Vorentwurf des Verfassungsvertrages ist glücklicherweise nur ein Vor-Entwurf

Der gestern vorgelegte Strukturvorschlag für einen europäischen Verfassungsvertrag zielt insofern in die richtige Richtung, als aus dem komplizierten europäischen Vertragswerk ein klar gegliederter, besser verständlicher und einheitlicher Vertragstext entstehen soll. Unterstützenswert ist das Ziel, die EU-Charta der Grundrechte in den Verfassungsteil des Vertrages aufzunehmen. Zu begrüßen ist ebenso, dass die unübersichtliche Pfeilerstruktur der Europäischen Union aufgehoben und damit der EU eine eigene Rechtspersönlichkeit verliehen werden soll.

Der Text offenbart aber zugleich, wie viele offene und schwierige Fragen der Konvent bis zur Fertigstellung des Verfassungstextes noch zu klären hat. Glücklicherweise stellt das Dokument nicht mehr als einen Vor-Entwurf dar, der zweifellos in zentralen inhaltlichen Fragen noch stark verändert werden muss.

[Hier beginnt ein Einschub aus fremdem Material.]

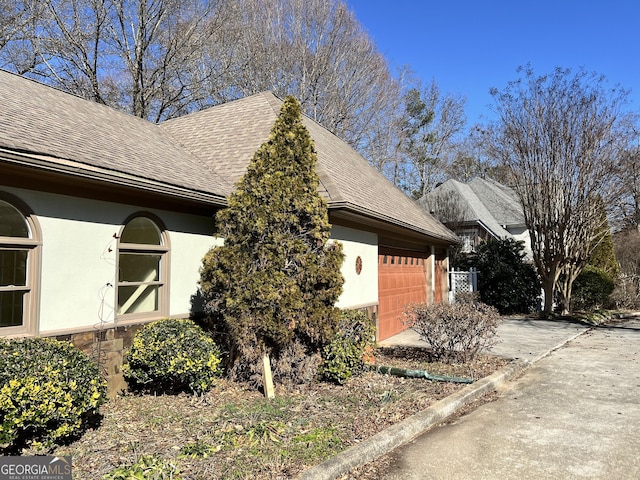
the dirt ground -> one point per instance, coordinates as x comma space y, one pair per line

So wird Giscards Idee, einen „Kongress der Völker Europas“ zu schaffen (Artikel 19), von der Mehrheit der Konventsmitglieder nicht unterstützt. Dies haben die bisherigen Debatten eindeutig gezeigt. Europa braucht keine neuen Institutionen – schon gar nicht einen „Volkskongress“ nach chinesischem Vorbild. Die erforderliche Demokratisierung der EU bedarf vielmehr in erster Linie einer deutlichen Stärkung des Europäischen Parlaments als der einzigen demokratisch gewählten EU-Institution sowie eines ausgewogenen Gleichgewichts zwischen den bestehenden EU-Institutionen.

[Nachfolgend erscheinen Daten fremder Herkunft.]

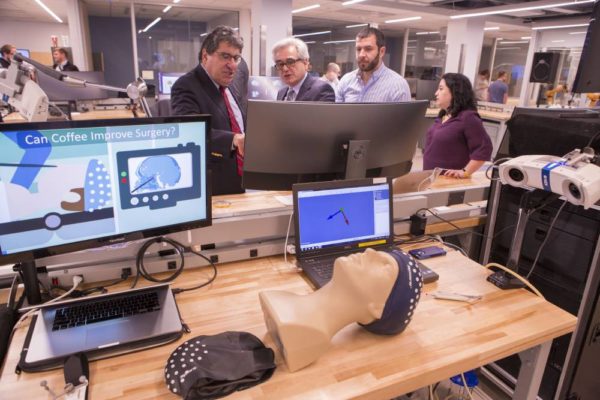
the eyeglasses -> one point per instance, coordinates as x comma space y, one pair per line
229, 57
290, 62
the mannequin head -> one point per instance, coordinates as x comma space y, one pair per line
377, 289
402, 299
369, 276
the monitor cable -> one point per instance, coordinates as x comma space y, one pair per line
180, 250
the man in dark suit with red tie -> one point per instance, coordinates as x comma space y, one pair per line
291, 61
207, 90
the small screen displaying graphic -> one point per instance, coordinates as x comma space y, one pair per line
159, 173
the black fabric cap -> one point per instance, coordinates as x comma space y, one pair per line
210, 367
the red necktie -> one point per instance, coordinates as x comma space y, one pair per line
235, 128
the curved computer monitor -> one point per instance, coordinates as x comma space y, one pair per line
291, 142
73, 185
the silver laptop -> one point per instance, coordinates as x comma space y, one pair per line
101, 326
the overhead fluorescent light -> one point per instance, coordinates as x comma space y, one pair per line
356, 25
312, 33
297, 10
339, 41
393, 21
151, 24
48, 10
513, 10
541, 28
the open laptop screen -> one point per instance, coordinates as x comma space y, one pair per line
342, 214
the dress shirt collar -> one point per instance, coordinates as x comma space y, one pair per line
297, 87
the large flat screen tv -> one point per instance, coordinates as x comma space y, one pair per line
73, 185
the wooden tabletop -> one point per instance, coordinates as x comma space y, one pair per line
486, 114
80, 116
444, 338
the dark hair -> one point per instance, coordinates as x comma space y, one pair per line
62, 51
463, 97
368, 31
6, 49
219, 35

Keinerlei Verständnis kann ich dafür aufbringen, wie stiefväterlich der Präsident einmal mehr das von zahlreichen Konventsmitgliedern geforderte „Soziale Europa“ behandelt: Bei der Aufzählung der gemeinsamen europäischen Werte (Teil 1, Kapitel 2) fällt etwa das Stichwort „Solidarität“ völlig unter den Tisch. Offensichtlich ist dem Schöpfer des Vor-Entwurfs entgangen, dass die Solidarität zwischen den Staaten und Völkern ein Gründungsprinzip der Europäischen Union war und ist. Wenn man zudem noch feststellen muss, dass in Giscards Aufzählung der Ziele der Europäischen Union ausgerechnet die in Artikel 2 EG-Vertrag verankerten Ziele „Gleichstellung von Männern und Frauen“, „Verbesserung der Umweltqualität“, „Hebung der Lebenshaltung und der Lebensqualität“ sowie „nachhaltige Entwicklung des Wirtschaftslebens“ überhaupt nicht genannt werden, dann fällt es schwer, hier noch an einen Zufall zu glauben.

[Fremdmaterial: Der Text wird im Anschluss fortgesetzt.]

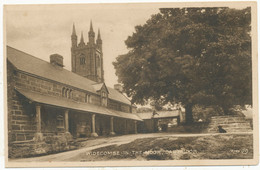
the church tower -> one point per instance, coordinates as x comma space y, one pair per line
87, 59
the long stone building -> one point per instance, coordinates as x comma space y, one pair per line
45, 100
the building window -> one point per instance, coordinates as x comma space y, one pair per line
66, 92
82, 60
103, 98
87, 98
60, 121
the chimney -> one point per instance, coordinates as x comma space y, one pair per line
57, 60
118, 87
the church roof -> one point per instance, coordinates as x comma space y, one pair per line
33, 65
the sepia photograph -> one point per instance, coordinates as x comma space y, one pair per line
130, 84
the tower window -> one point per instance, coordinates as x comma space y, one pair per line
87, 98
60, 121
82, 60
67, 93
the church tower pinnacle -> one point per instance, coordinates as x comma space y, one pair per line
91, 34
87, 59
99, 41
74, 37
81, 43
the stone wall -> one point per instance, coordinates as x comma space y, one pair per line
21, 119
50, 144
229, 123
118, 106
51, 88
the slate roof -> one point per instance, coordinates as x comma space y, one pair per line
66, 103
33, 65
160, 114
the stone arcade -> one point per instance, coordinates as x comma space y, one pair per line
48, 105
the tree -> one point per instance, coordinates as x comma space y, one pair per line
190, 55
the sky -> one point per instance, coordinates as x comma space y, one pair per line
42, 30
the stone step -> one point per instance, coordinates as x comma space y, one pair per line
228, 119
231, 130
242, 124
226, 116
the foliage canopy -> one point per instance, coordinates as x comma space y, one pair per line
190, 55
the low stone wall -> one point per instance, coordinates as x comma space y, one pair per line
50, 144
229, 123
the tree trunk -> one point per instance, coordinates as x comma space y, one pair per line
188, 114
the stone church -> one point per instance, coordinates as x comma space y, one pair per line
47, 102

Befremdlich ist schliesslich auch Giscards Formulierung, dass „Unionsbürger entsprechend ihrer Staatsangehörigkeit nicht unterschiedlich behandelt werden dürfen“ (Erläuterungen zu Artikel 5). Ein Blick des Präsidenten in den EG-Vertrag, der in Artikel 12 unmissverständlich ein „Verbot von Diskriminierungen aus Gründen der Staatsangehörigkeit“ für jedermann festschreibt, hätte verhindern können, dass der Vor-Entwurf den fatalen Eindruck erweckt, dass durch den Verfassungsvertrag längst erreichte Standards des Grundrechtsschutzes in Frage gestellt werden könnten.